Für eure Musik ist deine Lyrik essenziell, wie siehst du das bei anderen Künstlern? Kann Musik gut sein, wenn der Text schlecht oder nichtssagend ist?

Schlechte Texte sind einfach scheiße. Während man auf Englisch eher Drüberhören kann, funktioniert das auf Deutsch einfach nicht. Ich mag es bei deutscher Musik nicht, wenn mich jemand anlügt. Mich lügt dann jemand an, wenn er Sachen in Phrasen verpackt, die ich schon tausendmal gehört habe. Da denke ich mir: „Ey, wer bist du eigentlich? Ich will doch etwas von dir hören.“ Und wenn ich in der deutschen Popmusik dann immer wieder die gleichen Phrasen höre, kann ich den Interpreten auch einfach nicht ernst nehmen. Dann schalte ich ab.

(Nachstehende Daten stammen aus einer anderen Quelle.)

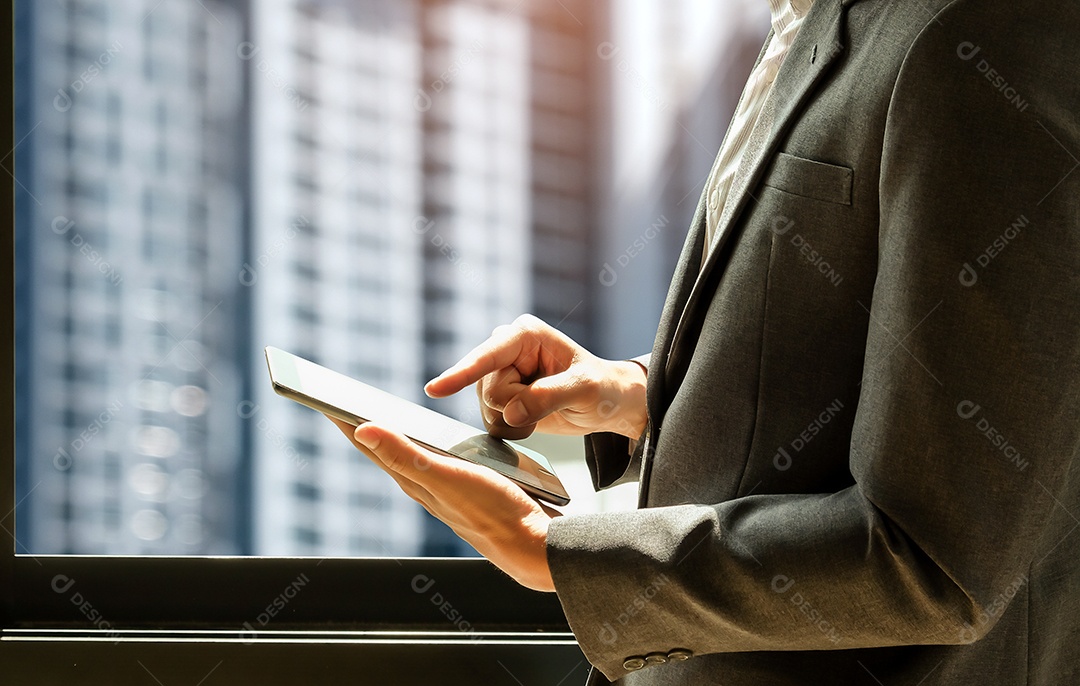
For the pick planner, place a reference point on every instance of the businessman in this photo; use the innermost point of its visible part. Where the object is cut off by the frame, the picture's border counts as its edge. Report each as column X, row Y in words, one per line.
column 854, row 436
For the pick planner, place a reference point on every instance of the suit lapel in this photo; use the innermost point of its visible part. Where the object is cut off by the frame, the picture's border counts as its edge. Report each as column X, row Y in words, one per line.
column 813, row 52
column 687, row 270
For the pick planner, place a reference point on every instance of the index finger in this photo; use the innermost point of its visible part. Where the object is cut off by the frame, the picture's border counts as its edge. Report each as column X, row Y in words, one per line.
column 499, row 351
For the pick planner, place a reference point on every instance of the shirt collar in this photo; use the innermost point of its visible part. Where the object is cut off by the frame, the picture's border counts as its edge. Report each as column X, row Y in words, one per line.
column 786, row 11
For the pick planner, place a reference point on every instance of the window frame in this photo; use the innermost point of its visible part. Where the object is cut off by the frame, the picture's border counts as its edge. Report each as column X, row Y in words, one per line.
column 418, row 600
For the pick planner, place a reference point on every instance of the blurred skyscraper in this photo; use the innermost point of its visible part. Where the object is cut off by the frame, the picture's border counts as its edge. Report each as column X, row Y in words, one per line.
column 420, row 176
column 126, row 243
column 677, row 69
column 373, row 185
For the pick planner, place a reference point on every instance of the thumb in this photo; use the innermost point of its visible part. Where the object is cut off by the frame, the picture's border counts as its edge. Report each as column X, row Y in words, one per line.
column 543, row 397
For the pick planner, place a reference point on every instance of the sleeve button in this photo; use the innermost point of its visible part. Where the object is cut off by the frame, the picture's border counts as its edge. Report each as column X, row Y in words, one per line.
column 634, row 663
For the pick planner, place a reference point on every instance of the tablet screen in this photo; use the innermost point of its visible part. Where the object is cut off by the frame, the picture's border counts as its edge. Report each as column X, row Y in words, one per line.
column 356, row 402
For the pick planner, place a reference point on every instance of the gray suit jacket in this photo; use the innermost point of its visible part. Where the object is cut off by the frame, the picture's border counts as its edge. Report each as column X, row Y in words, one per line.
column 864, row 413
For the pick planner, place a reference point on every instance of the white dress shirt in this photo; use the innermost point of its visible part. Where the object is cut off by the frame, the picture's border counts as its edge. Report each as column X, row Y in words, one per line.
column 787, row 17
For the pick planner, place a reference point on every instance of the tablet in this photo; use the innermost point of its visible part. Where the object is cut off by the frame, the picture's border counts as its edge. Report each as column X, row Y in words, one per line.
column 355, row 402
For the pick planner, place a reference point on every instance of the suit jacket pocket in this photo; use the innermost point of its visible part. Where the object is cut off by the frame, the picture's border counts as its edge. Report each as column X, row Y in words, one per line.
column 828, row 183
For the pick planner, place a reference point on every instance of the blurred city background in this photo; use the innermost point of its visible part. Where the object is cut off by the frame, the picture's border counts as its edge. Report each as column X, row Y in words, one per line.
column 372, row 184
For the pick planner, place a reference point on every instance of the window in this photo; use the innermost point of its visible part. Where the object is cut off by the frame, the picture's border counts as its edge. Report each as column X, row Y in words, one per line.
column 150, row 454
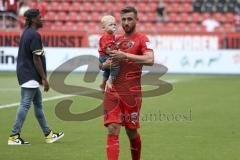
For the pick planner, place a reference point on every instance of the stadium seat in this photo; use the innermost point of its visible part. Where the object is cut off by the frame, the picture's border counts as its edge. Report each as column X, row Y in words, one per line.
column 151, row 17
column 73, row 16
column 57, row 26
column 171, row 27
column 186, row 7
column 87, row 6
column 93, row 26
column 69, row 26
column 184, row 17
column 61, row 16
column 228, row 27
column 181, row 27
column 173, row 17
column 95, row 16
column 196, row 17
column 229, row 17
column 50, row 16
column 84, row 16
column 64, row 6
column 75, row 7
column 152, row 7
column 54, row 6
column 99, row 7
column 219, row 17
column 81, row 26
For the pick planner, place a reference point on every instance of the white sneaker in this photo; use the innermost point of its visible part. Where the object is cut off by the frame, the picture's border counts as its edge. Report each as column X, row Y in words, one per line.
column 16, row 140
column 53, row 137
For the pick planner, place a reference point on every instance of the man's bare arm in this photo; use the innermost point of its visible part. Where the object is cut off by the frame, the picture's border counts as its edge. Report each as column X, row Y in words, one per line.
column 38, row 64
column 146, row 59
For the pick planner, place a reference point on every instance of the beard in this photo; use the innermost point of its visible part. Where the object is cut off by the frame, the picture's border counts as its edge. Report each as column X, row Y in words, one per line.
column 128, row 29
column 39, row 24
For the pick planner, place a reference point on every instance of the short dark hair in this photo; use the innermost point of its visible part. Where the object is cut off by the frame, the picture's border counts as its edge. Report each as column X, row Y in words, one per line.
column 29, row 14
column 128, row 9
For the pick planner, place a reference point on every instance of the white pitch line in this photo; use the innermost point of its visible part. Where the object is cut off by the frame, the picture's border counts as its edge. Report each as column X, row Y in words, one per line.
column 64, row 96
column 44, row 100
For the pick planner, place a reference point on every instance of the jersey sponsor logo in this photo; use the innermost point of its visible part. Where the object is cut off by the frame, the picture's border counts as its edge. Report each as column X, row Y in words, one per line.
column 134, row 117
column 125, row 44
column 149, row 45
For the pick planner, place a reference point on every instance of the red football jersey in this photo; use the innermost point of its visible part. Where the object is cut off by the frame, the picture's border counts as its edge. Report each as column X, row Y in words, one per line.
column 106, row 41
column 128, row 81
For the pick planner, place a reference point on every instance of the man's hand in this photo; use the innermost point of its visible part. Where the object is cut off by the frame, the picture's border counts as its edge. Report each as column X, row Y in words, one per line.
column 45, row 85
column 109, row 63
column 118, row 55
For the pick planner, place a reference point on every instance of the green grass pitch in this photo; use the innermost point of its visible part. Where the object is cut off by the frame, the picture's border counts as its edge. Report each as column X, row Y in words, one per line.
column 206, row 123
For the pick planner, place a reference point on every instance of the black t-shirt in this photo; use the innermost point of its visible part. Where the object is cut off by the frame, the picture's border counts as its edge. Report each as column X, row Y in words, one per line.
column 30, row 43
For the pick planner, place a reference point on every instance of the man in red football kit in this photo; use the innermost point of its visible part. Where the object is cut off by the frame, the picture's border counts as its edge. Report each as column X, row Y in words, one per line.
column 122, row 102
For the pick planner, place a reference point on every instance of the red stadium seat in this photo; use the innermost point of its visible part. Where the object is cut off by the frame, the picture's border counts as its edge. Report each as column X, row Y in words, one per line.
column 92, row 26
column 119, row 6
column 50, row 16
column 68, row 26
column 175, row 7
column 32, row 5
column 99, row 7
column 181, row 27
column 186, row 7
column 228, row 27
column 141, row 7
column 151, row 17
column 160, row 27
column 219, row 17
column 173, row 17
column 149, row 27
column 54, row 6
column 87, row 6
column 142, row 17
column 184, row 17
column 57, row 26
column 81, row 26
column 194, row 27
column 205, row 16
column 64, row 6
column 171, row 27
column 229, row 17
column 73, row 16
column 196, row 17
column 75, row 7
column 109, row 5
column 152, row 7
column 95, row 16
column 84, row 16
column 117, row 15
column 61, row 16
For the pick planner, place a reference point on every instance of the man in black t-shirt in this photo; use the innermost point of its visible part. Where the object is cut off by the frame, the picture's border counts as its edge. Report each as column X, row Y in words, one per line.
column 31, row 73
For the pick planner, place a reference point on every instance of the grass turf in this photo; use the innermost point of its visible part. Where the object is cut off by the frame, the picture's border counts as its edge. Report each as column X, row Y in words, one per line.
column 199, row 121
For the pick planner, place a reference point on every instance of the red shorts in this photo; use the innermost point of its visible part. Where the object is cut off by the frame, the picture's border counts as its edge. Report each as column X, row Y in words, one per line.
column 124, row 109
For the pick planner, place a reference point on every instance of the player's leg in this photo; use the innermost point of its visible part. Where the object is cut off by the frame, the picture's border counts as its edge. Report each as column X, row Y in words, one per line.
column 106, row 72
column 113, row 141
column 132, row 106
column 135, row 143
column 38, row 109
column 27, row 95
column 112, row 121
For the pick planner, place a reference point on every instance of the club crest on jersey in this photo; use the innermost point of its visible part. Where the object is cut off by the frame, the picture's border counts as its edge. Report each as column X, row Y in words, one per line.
column 125, row 44
column 130, row 44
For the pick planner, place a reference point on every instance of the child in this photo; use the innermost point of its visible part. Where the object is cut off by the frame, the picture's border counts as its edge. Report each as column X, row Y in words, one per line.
column 107, row 43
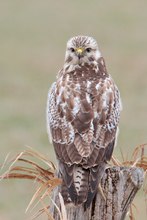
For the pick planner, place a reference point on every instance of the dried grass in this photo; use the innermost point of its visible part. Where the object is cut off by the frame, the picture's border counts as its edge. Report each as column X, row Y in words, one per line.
column 30, row 164
column 27, row 165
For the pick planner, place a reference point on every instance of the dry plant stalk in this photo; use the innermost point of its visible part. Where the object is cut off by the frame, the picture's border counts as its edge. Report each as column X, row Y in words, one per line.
column 23, row 168
column 28, row 168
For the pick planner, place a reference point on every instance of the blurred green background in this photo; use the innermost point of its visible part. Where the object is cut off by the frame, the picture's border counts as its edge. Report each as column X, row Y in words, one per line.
column 33, row 37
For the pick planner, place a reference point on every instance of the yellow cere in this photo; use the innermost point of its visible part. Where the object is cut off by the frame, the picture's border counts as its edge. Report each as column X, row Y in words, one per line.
column 79, row 50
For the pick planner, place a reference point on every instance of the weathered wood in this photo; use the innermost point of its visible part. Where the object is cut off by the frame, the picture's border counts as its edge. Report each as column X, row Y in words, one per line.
column 119, row 184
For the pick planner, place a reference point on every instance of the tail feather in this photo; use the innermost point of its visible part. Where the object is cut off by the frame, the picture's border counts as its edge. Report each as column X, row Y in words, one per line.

Textet ihr auch gemeinsam oder ist das definitiv dein Metier?

Es ist schon so, dass ich texte, aber die Jungs können natürlich mitreden. Es gibt da keine Zensur bei uns. Wenn Raffi und Moritz mir Instrumentale geben, ist es auch schon sehr nah an dem, wie ich es geil finde und wie es am Ende dann klingt. Und das ist andererseits textlich genauso. Wir kennen uns schon so gut und arbeiten so gut zusammen, dass am Ende alles miteinander verknüpft ist.

Mit Megaloh und Frank Spilker von „Die Sterne“ habt ihr zwei großartige Features auf dem Album. Wenn du dir für die Zukunft eine beliebige Zusammenarbeit aussuchen dürftest, wer wäre es?

Das können wir als Band eigentlich erst sagen, wenn wir einen fertigen Song haben und dann überlegen, wer den Song noch besser machen könnte. Wir haben unsere Features nie nach Namen ausgewählt und es geht auch nicht um Namedropping, auch wenn wir mit Megaloh und Frank Spilker jetzt megageile Namen auf dem Album haben. Da gibt es tatsächlich kein Traumfeature, man muss anhand der fertigen Songs entscheiden, wer zu uns passt. 

Vielen Dank für das Interview und viel Spaß im Täubchenthal am 23. April!